Avec 74 films et séries à son compteur, l’immense Anouk Aimée était l’une des actrices les plus précieuses du cinéma français. Sa fille, l’actrice Manuela Papatakis, a annoncé sa disparition dans un message publié ce mardi 18 juin sur Instagram. « J’étais tout auprès d’elle lorsqu’elle s’est éteinte ce matin, chez elle, à Paris. » Pseudo bien choisi (par Jacques Prévert, soit dit en passant) que celui d’Anouk Aimée, pour celle qui est née à Paris, le 17 avril 1932, sous le nom Françoise Dreyfus. Fille de comédiens, celle qui ne s’était pourtant pas destinée au grand écran a traversé l’histoire du cinéma en maintenant vivant un paradoxe. Elle a toujours gardé une distance avec les mondanités du milieu, préférant l’élégance de la discrétion, ce qui ne l’a pas empêchée de crever l’écran. La preuve par trois.
Lola de Jacques Demy (1961)
Elle y incarne une danseuse de cabaret, mère célibataire échouée à Nantes, gravitant autour de marins, femmes enjouées mais aussi un ex-amour de jeunesse, qui retombe sous son charme irrésistible. Problème : elle en aime et en attend un autre... « Demy s’est inspiré de ma tendance à passer du coq à l’âne : oh, il fait chaud, oh, j’ai mal à la tête, oh, j’ai envie d’une cigarette… », nous confiait l’actrice en 2012, à l’occasion de la ressortie de ce film virevoltant, toujours entre deux rives, et encapsulé dans un noir et blanc sublime. On n’oubliera jamais « La Chanson de Lola », titre badin, léger qu’elle interprétait si bien, et qui l’a propulsée au rang d’égérie incontestée du cinéma français.
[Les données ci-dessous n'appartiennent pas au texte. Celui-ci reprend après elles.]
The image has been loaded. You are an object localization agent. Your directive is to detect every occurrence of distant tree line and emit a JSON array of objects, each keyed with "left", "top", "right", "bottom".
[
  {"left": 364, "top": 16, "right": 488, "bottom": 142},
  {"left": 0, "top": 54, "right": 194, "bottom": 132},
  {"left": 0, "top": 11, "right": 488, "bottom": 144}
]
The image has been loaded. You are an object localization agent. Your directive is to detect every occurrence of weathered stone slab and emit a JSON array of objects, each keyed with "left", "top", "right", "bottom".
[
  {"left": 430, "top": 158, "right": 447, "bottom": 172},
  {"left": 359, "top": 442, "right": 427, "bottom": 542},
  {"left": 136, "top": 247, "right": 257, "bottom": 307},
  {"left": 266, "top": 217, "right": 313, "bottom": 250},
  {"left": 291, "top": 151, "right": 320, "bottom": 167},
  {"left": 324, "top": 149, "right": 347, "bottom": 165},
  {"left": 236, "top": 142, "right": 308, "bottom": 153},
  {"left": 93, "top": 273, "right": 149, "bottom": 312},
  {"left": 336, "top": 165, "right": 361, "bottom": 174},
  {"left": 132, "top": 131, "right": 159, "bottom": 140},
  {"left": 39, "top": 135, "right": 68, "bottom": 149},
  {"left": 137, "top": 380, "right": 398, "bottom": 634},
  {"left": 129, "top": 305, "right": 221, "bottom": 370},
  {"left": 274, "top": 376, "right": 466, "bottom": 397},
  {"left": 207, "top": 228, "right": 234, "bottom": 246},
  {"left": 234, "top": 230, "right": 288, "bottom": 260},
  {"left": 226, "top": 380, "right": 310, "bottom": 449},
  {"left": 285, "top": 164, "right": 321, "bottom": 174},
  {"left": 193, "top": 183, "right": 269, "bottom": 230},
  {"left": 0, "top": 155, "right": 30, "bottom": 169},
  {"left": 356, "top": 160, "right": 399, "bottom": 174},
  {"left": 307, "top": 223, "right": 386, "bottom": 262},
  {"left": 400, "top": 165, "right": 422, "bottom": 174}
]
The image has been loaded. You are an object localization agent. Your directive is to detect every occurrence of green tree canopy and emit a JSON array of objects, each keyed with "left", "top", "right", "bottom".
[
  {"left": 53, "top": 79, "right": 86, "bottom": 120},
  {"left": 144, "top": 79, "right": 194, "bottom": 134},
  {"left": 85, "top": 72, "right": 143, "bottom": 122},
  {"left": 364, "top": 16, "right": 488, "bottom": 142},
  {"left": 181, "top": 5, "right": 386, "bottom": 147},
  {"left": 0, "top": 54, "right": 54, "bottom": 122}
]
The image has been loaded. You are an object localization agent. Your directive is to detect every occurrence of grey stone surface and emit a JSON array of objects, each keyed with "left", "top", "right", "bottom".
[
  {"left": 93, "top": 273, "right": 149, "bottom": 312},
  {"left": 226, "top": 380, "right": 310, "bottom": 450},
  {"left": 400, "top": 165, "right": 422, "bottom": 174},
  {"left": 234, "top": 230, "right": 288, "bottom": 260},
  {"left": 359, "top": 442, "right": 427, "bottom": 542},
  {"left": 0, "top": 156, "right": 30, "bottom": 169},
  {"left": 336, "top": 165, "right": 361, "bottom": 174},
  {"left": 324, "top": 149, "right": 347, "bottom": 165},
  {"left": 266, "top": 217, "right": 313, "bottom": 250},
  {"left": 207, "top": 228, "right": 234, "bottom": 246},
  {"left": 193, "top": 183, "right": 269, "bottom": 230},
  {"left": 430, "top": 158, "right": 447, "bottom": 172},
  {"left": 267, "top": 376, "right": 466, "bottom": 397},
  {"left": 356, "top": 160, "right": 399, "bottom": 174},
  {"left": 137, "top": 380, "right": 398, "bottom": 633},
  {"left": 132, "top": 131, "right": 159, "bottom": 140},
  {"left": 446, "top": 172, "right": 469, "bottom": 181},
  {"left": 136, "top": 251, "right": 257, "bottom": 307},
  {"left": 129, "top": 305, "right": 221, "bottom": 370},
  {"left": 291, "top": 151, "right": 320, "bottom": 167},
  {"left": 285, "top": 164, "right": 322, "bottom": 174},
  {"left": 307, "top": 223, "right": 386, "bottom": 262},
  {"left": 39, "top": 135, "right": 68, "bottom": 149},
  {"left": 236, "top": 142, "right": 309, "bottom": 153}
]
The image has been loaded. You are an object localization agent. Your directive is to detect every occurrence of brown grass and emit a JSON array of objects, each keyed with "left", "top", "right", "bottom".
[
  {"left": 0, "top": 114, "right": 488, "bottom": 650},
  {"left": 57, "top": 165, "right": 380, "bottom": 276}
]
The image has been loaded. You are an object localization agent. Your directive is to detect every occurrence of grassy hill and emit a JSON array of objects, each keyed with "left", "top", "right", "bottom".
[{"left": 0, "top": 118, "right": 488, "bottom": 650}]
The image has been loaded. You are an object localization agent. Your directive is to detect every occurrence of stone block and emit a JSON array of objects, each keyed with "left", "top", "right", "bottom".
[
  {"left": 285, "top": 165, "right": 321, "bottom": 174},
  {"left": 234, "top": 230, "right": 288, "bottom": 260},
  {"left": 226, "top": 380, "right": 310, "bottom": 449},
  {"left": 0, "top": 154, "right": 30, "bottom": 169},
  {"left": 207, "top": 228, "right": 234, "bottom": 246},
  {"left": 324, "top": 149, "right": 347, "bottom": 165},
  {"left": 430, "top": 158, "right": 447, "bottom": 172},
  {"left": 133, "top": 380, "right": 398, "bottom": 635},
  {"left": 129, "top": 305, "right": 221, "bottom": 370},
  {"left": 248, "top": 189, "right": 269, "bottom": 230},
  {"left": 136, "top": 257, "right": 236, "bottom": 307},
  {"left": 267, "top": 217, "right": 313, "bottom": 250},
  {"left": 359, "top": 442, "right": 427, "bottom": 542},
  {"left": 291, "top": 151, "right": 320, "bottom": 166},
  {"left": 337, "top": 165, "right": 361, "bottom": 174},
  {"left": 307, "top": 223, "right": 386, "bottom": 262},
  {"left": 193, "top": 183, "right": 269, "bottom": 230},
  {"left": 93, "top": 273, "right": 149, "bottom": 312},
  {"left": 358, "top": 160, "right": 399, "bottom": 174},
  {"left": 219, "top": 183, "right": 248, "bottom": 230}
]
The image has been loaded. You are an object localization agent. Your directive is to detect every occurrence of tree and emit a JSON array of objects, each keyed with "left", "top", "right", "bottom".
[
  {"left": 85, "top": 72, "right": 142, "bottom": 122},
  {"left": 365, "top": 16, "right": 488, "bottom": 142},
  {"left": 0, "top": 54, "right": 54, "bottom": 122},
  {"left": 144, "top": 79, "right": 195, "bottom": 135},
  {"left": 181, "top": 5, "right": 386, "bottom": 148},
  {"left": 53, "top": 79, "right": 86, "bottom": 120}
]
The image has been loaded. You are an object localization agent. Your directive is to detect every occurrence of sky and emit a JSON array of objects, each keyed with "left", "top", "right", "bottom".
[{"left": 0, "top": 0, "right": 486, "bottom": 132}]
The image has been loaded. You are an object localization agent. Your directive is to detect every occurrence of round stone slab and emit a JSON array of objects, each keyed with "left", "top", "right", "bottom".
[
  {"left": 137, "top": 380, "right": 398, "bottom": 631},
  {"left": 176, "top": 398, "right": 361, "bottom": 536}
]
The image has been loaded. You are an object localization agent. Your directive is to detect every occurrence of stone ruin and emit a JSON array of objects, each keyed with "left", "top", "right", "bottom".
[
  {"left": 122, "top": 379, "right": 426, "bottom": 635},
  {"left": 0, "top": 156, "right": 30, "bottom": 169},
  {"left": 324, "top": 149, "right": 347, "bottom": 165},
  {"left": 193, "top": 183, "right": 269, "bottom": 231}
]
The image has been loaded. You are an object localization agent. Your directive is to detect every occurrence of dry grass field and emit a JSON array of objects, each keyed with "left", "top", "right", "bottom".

Un homme et une femme de Claude Lelouch (1966)
Avec ce film désarmant de simplicité, Palme d’or en 1966 – deux veufs qui se croyaient inconsolables s’aiment dans un élan de survie – Claude Lelouch immortalise l’aura complexe d’Anouk Aimée. Silhouette gracile, yeux de chats embués de mélancolie, l’actrice incarne une forme d’universel tragique, un appétit de vivre qui supplante le chagrin. Face à Jean-Louis Trintignant, elle impose son phrasé si particulier, mélange de candeur et de malice. La légende raconte que Claude Lelouch avait pensé à Romy Schneider pour ce rôle – lui-même-inspiré d’une inconnue que le réalisateur croisa par hasard sur une plage. Mais à revoir la séquence de retrouvailles tourbillonnante entre Trintignant et Anouk Aimée, dans laquelle un panoramique enivrant encercle ce couple sur le littoral de Deauville, on se dit que personne d’autre qu’elle ne pouvait aussi bien incarner l’idée même de l’amour.
Model Shop de Jacques Demy (1969)
Anouk Aimée, c’est aussi une apparition, un fantasme qui parcourt en filigrane l’œuvre de Jacques Demy. Dernier volet d’une trilogie formée par Lola et Les Parapluies de Cherbourg, Model Shop raconte l’histoire d’un architecte endetté qui fait la rencontre d’une Française qui gagne sa vie grâce à des photos sexy. « Si on a vu Lola, c’est mieux, comme quelqu’un qu’on retrouve, qu’on rencontre comme ça, après une longue absence » a déclaré Jacques Demy à propos du film. Anouk Aimé est ici évanescente, comme un souvenir qui menace de s’effacer : existe-t-elle seulement, ou est-elle la projection maladive d’un homme qui court après des espoirs déçus ? Jacques Demy s’amuse à nous éconduire, et à ce jeu trouble, Anouk Aimée, sorte de créature de la nuit imprenable, excelle.